Throughout the global ocean, there is an abundant and diverse assemblage of fishes aggregated at mesopelagic (200-1000 m) depths. These fishes are critical to pelagic food webs and carbon transport. In the southern California Current Ecosystem, with naturally hypoxic mesopelagic waters, mesopelagic fishes may be vulnerable to predicted ocean deoxygenation. Additionally, water property discontinuities at oceanic fronts can disproportionately affect abundance, compositions, and reproduction of marine animals. In this dissertation, I investigate responses of mesopelagic fishes to ocean deoxygenation and fronts.

First, I correlated acoustically-detected Deep-Scattering Layers (DSL) of mesopelagic fishes with midwater oxygen, irradiance, and temperature, and found that the lower DSL boundary correlates most with oxygen.

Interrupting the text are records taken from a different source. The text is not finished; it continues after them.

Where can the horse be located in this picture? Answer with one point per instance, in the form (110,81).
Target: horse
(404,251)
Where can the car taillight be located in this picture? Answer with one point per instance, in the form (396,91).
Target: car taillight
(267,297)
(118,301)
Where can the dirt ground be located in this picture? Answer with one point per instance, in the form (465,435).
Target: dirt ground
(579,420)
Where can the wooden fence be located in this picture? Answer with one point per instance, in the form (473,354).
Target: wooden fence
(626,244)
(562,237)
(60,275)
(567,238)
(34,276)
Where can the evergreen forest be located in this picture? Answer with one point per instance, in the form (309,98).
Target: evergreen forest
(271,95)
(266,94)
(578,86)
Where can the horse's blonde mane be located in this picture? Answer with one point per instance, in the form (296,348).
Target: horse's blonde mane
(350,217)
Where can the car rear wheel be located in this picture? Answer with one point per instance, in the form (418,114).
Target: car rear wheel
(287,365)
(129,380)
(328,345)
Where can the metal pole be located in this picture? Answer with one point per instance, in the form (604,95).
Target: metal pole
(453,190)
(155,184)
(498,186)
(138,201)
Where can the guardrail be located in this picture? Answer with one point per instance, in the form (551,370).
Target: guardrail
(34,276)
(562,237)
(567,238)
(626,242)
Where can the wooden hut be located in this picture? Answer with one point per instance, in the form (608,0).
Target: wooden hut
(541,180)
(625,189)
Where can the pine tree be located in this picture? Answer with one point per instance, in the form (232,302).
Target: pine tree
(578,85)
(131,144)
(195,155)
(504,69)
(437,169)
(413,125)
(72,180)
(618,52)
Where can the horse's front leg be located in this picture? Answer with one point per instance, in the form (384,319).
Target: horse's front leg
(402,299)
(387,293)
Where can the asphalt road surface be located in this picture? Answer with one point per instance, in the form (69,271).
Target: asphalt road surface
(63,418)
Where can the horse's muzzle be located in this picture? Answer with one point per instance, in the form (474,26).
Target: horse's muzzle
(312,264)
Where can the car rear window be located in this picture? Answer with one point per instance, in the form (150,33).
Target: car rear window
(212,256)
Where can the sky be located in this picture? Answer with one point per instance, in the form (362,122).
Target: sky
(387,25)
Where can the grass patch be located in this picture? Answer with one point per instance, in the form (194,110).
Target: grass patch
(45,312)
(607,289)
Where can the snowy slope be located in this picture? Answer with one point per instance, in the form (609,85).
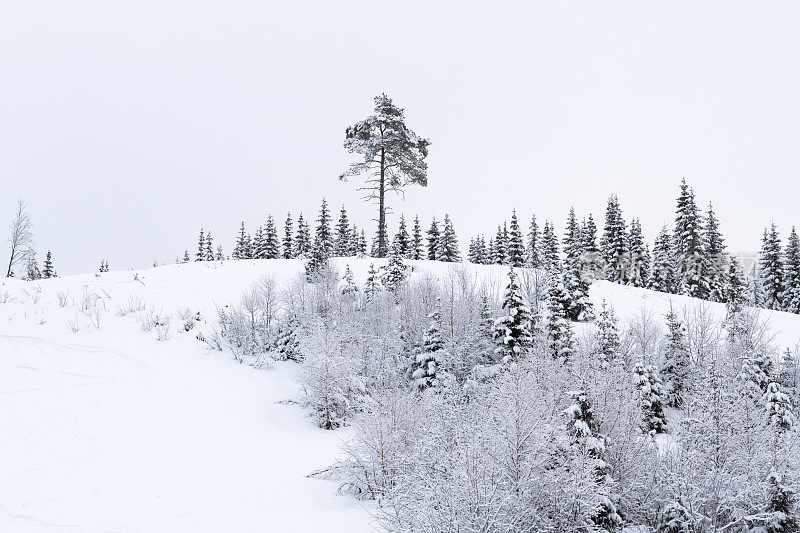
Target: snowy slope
(111,430)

The upper boundary correlates with both oxygen and irradiance. Assuming current deoxygenation rates, I predicted both lower and upper boundaries will shoal. Next, I measured activities of the aerobic enzymes Citrate Synthase and Malate Dehydrogenase, and the anaerobic enzyme Lactate Dehydrogenase to test for changes in metabolic activities of mesopelagic fish in response to dissolved oxygen. There was an apparent suppression of activity at low oxygen concentrations for all species combined. There was no increased reliance on anaerobic activity at depressed oxygen concentrations. Although there is evidence that some mesopelagic fishes may have a rare alternate anaerobic pathway catalyzed in part by Alcohol Dehydrogenase, I did not detect any Alcohol Dehydrogenase activity for 16 species studied.

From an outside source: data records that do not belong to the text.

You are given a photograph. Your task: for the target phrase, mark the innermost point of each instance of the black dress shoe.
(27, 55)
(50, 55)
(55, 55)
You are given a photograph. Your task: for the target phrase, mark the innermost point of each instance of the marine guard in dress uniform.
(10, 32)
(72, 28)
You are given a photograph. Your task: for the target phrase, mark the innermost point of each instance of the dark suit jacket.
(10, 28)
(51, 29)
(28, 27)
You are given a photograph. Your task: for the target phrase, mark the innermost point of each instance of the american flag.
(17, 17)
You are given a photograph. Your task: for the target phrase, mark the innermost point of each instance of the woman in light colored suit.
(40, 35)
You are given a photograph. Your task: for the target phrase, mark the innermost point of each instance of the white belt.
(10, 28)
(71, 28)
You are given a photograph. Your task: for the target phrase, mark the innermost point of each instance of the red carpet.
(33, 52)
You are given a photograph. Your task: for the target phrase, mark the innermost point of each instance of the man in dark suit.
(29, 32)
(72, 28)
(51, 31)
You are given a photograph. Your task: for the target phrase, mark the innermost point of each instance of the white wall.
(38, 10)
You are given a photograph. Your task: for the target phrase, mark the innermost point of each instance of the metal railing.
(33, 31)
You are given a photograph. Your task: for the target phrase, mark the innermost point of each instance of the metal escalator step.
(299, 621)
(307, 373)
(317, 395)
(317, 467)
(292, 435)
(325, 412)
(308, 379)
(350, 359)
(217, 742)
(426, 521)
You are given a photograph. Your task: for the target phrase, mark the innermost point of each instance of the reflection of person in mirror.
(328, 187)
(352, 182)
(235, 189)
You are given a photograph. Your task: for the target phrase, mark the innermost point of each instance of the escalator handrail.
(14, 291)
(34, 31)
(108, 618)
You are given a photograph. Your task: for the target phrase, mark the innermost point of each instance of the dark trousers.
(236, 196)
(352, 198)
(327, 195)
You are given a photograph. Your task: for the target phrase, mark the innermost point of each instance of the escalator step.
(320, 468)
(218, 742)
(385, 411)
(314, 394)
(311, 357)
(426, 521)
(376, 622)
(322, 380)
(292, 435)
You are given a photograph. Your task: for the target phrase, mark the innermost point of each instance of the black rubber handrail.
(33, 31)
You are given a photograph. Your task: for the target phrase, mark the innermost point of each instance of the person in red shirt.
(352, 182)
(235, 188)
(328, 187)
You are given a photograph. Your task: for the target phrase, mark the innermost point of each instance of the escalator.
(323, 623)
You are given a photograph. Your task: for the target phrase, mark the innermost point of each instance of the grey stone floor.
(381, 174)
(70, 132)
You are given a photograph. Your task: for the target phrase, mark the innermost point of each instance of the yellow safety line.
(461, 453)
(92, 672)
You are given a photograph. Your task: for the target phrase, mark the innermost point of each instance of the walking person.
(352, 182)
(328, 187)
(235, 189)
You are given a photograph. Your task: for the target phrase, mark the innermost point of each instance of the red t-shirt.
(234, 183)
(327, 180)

Finally, I compared responses of mesopelagic fish assemblages at three frontal systems. I found no abundance changes across fronts, except for larvae which were elevated at the most stable system. Non-vertically migratory assemblages were uniform across frontal gradients, while migratory and larval fish assemblages were typically altered across fronts. Changes in population growth potential were detected across the two more stable frontal systems for migrators and larvae, though not for non-migrators.

These results suggest that deoxygenation may cause habitat compression and

metabolic suppression, while changes to frontal frequency could impact the structure and

population growth of mesopelagic fish assemblages. Ongoing monitoring of these

populations using existing and novel technologies will allow further understanding of

mesopelagic fish responses to these and other environmental changes.